Currently, there are proposed cuts to textbooks, technology, professional development, family resource and youth service centers and the Department of Juvenile Justice, of which the Boyle County Schools receives funding for their alternative school.
Dean said the cuts to the family resource and youth service centers are going to hurt the kids who need it most. He said the after-school programs being cut will also hit the Danville district — it receives grants for math and reading programs for students.
Look said, “When you push greater responsibility financially on what districts can do through tax rates, you create the inequity that led to Kentucky’s education system being ruled unconstitutional in 1989.”
That happened in the case Rose v. Council for Better Education, which led to major reforms, according to The Courier Journal.
“The Supreme Court ruled that the state legislature must adequately fund an efficient system of common schools throughout the commonwealth,” according to The Courier Journal.
“The greater responsibility at the local level, the greater disparity you have between districts,” Look said. “When you have a disparity between districts, you then have the ‘haves’ and the ‘have-nots’ and recreate what Kentucky has spent the last 30 years addressing.”
Making up the dollars
LaFavers said Boyle’s district is financially strong right now.
“We worked hard to get there; it didn’t just happen on its own. It’s been years of discipline, budgeting,” he said. “It will allow us to weather the first year of this storm, but these cuts — many of them — are going to be ongoing. Each year that you cut this deep to public education, it’s going to be harder for the educators to have the same impact.

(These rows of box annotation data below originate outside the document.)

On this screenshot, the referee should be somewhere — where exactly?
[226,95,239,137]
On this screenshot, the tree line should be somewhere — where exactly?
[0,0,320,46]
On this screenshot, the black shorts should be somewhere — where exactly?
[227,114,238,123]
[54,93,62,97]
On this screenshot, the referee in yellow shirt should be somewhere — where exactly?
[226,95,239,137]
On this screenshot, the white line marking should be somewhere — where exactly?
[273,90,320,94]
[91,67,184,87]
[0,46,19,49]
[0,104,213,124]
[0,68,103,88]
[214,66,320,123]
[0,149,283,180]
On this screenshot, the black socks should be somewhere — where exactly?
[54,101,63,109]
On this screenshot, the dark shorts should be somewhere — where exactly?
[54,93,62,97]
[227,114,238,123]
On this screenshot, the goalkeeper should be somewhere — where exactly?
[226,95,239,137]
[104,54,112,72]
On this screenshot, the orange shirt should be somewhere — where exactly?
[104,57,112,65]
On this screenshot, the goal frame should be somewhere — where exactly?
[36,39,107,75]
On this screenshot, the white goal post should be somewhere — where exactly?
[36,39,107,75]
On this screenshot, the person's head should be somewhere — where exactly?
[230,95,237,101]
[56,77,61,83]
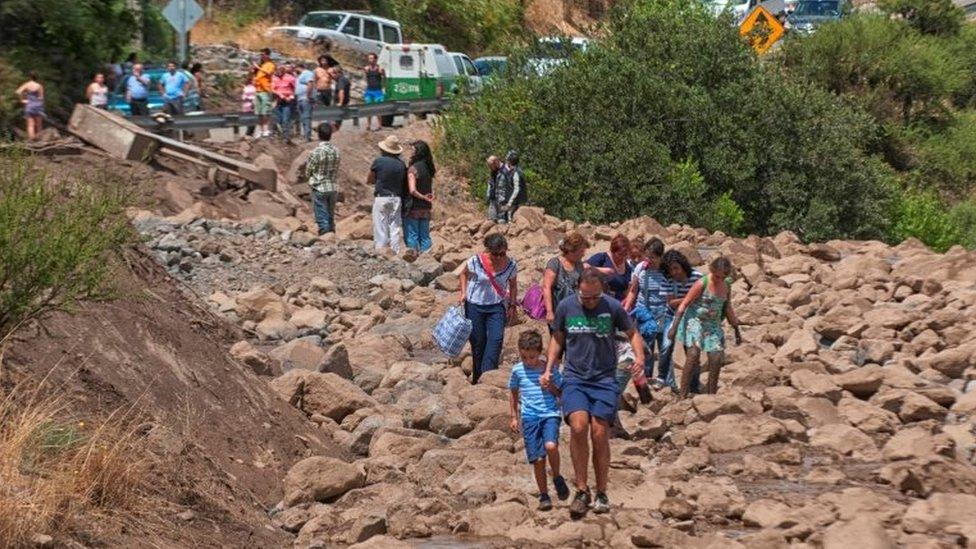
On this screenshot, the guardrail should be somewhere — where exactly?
[129,99,449,131]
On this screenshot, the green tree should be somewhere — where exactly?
[878,0,966,36]
[443,0,892,239]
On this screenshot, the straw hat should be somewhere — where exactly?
[379,135,403,154]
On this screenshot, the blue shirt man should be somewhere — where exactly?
[159,63,190,99]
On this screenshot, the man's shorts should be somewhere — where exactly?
[363,90,383,105]
[560,376,619,425]
[522,417,559,463]
[254,92,273,116]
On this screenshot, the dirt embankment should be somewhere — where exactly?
[0,251,344,547]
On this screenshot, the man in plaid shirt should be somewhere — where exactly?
[305,123,339,234]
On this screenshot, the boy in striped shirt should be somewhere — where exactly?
[508,330,569,511]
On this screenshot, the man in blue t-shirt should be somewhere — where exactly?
[125,63,151,116]
[540,269,644,519]
[159,61,190,116]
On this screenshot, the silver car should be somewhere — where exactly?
[268,11,403,55]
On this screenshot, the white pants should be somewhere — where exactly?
[373,196,403,254]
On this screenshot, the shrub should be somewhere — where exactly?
[441,0,893,239]
[0,385,148,549]
[0,151,130,343]
[894,190,961,252]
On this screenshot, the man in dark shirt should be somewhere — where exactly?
[366,135,407,255]
[540,270,644,519]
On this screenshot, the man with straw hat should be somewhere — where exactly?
[366,135,407,255]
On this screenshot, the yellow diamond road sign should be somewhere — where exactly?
[739,6,786,53]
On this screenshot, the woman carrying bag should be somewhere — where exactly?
[460,234,518,384]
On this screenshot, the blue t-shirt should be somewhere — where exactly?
[587,252,634,301]
[125,74,149,99]
[508,362,563,419]
[159,71,189,99]
[295,69,315,101]
[553,294,633,381]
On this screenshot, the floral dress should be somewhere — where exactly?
[675,276,728,353]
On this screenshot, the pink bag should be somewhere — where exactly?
[522,284,546,320]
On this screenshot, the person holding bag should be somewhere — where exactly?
[460,234,518,384]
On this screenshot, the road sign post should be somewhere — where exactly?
[163,0,203,62]
[739,6,786,54]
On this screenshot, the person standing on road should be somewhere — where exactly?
[540,269,644,520]
[329,65,352,131]
[251,48,275,137]
[624,238,672,389]
[542,231,590,330]
[159,61,190,116]
[586,234,633,302]
[485,155,504,221]
[668,256,742,398]
[241,76,258,135]
[315,55,334,107]
[271,63,295,142]
[363,53,386,131]
[460,233,518,385]
[661,250,702,394]
[403,140,437,255]
[366,135,407,255]
[85,72,108,109]
[14,71,44,141]
[498,151,528,223]
[295,63,315,141]
[305,124,339,235]
[125,63,152,116]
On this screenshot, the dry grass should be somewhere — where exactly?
[191,17,322,59]
[0,389,148,549]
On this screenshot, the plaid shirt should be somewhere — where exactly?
[305,141,339,193]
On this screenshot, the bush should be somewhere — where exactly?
[0,385,149,549]
[0,151,130,343]
[878,0,966,36]
[441,0,893,239]
[894,190,964,252]
[782,14,971,125]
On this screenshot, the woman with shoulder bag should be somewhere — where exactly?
[542,232,590,330]
[460,234,518,384]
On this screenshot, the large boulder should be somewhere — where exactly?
[810,424,881,461]
[702,414,787,453]
[268,338,325,372]
[271,370,378,422]
[284,456,366,507]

“Long-term, no question it’s going to get to our services and the quality that our children experience. There’s no way around that.”

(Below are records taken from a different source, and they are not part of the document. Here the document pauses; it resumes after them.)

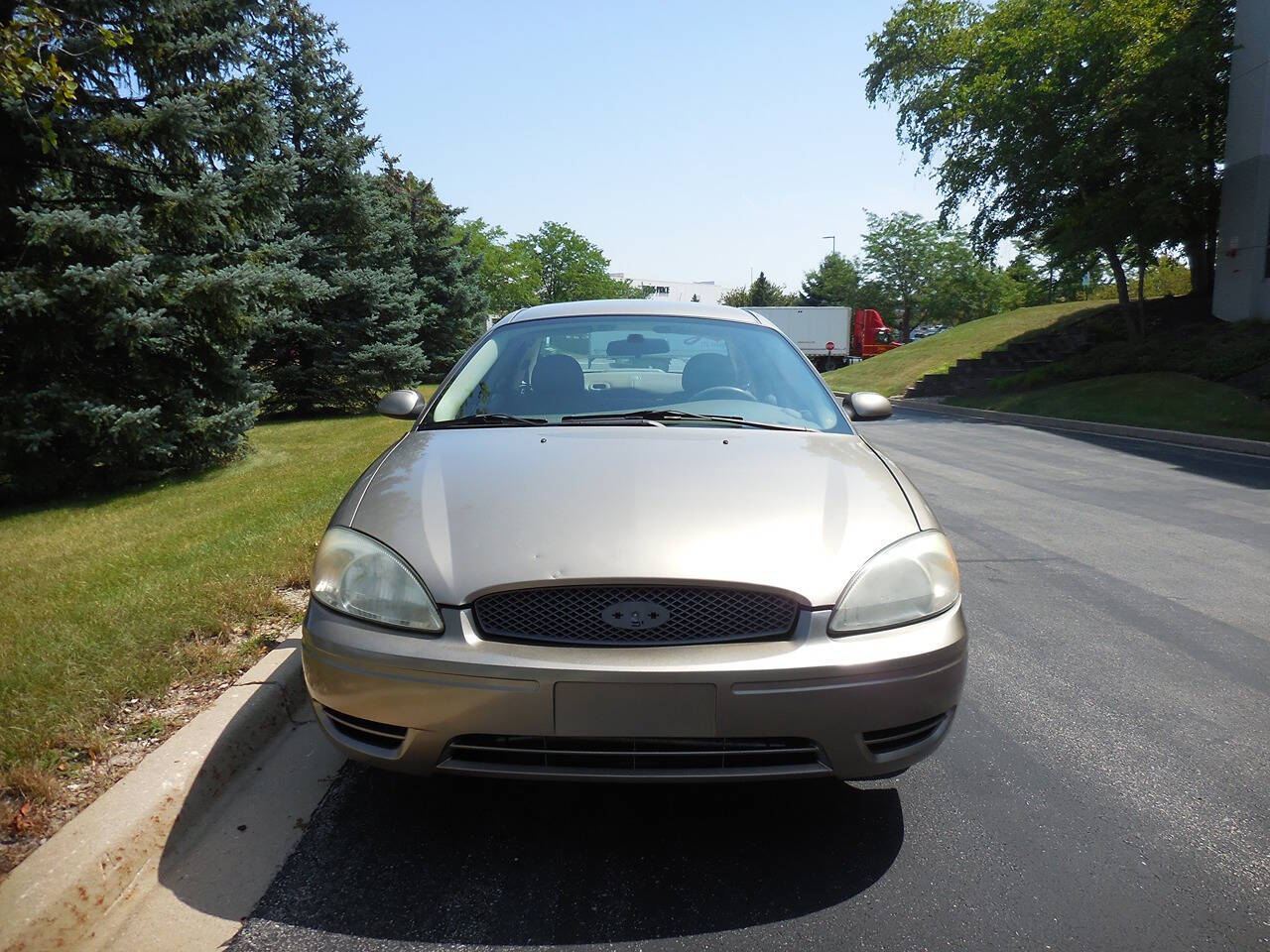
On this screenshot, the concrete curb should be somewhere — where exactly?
[0,632,312,952]
[892,400,1270,457]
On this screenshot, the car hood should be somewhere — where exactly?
[347,425,918,607]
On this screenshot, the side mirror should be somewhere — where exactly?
[842,390,892,420]
[376,390,427,420]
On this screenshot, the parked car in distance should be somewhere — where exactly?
[303,300,966,780]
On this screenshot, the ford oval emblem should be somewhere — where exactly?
[600,602,671,630]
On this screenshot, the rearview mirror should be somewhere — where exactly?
[376,390,427,420]
[842,390,892,420]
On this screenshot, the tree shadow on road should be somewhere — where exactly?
[237,766,904,948]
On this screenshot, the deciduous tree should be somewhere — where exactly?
[521,221,647,303]
[803,251,860,307]
[865,0,1233,332]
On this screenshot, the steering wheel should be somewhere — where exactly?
[690,386,758,401]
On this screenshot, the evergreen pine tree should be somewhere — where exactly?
[0,0,287,498]
[749,272,785,307]
[250,0,431,414]
[378,155,489,373]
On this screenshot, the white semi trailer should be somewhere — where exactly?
[745,307,851,371]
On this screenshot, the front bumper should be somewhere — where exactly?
[303,602,966,780]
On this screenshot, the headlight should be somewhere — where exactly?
[829,530,961,635]
[310,526,442,634]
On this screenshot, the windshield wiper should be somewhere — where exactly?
[560,410,807,432]
[426,414,546,429]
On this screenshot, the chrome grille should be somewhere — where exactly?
[473,585,798,648]
[437,734,829,779]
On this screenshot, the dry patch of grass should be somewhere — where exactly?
[0,586,309,879]
[0,401,431,867]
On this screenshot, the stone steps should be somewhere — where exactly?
[903,327,1088,398]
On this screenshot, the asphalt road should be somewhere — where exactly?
[235,413,1270,952]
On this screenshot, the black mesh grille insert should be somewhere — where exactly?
[473,585,798,647]
[441,734,828,775]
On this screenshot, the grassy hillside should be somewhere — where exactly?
[825,300,1107,396]
[947,373,1270,440]
[0,398,432,784]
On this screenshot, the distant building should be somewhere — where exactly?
[1212,0,1270,321]
[609,272,724,304]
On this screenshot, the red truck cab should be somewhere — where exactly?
[851,308,901,361]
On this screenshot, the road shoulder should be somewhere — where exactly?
[892,398,1270,457]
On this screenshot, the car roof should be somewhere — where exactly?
[499,298,772,327]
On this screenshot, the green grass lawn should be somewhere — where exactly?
[945,373,1270,440]
[825,300,1107,396]
[0,396,432,784]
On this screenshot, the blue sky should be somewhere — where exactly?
[310,0,936,290]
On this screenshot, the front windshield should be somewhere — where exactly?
[423,316,851,432]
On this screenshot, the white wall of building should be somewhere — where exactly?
[609,272,725,304]
[1212,0,1270,321]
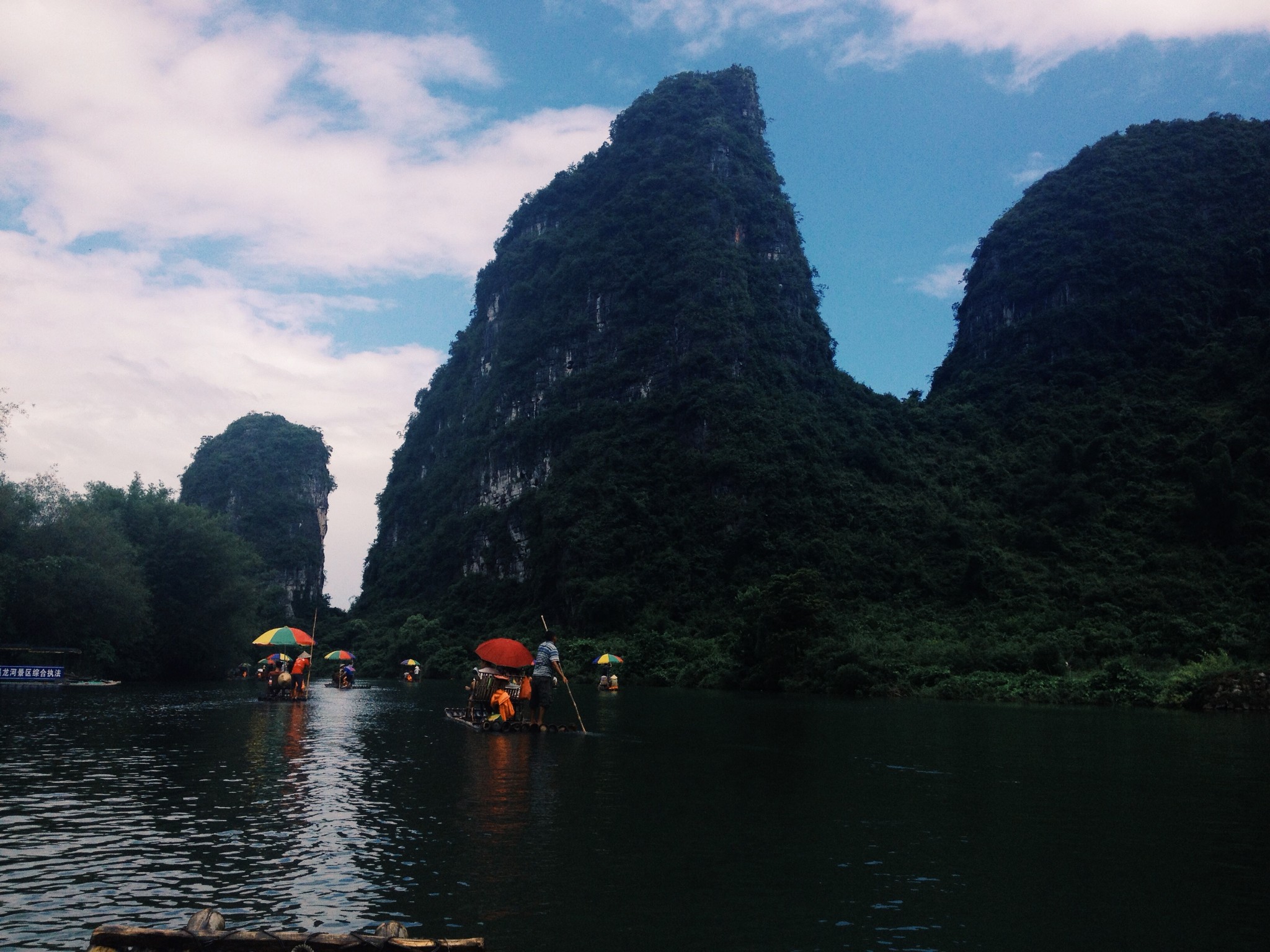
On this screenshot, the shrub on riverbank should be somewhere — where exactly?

Dean said another concern is that the district is “at the mercy of the federal government,” too. If the the federal government also decides to implement more cuts to education, it will compound the problem.
“They have, this year, gone back and reduced some of our title monies,” he said. “If you can’t raise money to offset that, then you’re faced with cuts.”
Kennedy said may districts are being pushed to the breaking point.
“Really, in effect, that’s pushing it to local taxpayers. When we said ‘breaking point,’ a local school board, of course has taxing authority … They are very restricted in the types of taxes they can raise and the tax rates from year to year,” he said. “Even if they increase their local taxes almost to the limit that they can, we think it probably would not bring in enough to cover these cost shifts.”
Kennedy said the current bill is just a proposal; it can and likely will change by the time it becomes law.
Kennedy said it is expected that tax reform will have an impact on this budget.
“The state does not have the level of resources financially that it needs to fully fund the programs, even in vital, essential programs,” he said.
Kennedy said his agency’s issue with the cuts being proposed to education is that the Kentucky Constitution places the responsibility of funding education on the state legislature.
“The primary responsibility for adequately funding and providing education in the public schools is with the state legislature. It is a state system of schools that is meant to be substantially equitable across the state,” Kennedy said. “Any time more and more of the financial burden shifts to the local level, that will always increase the inequalities that we see in the levels of funding from a more poor community to a more affluent community.”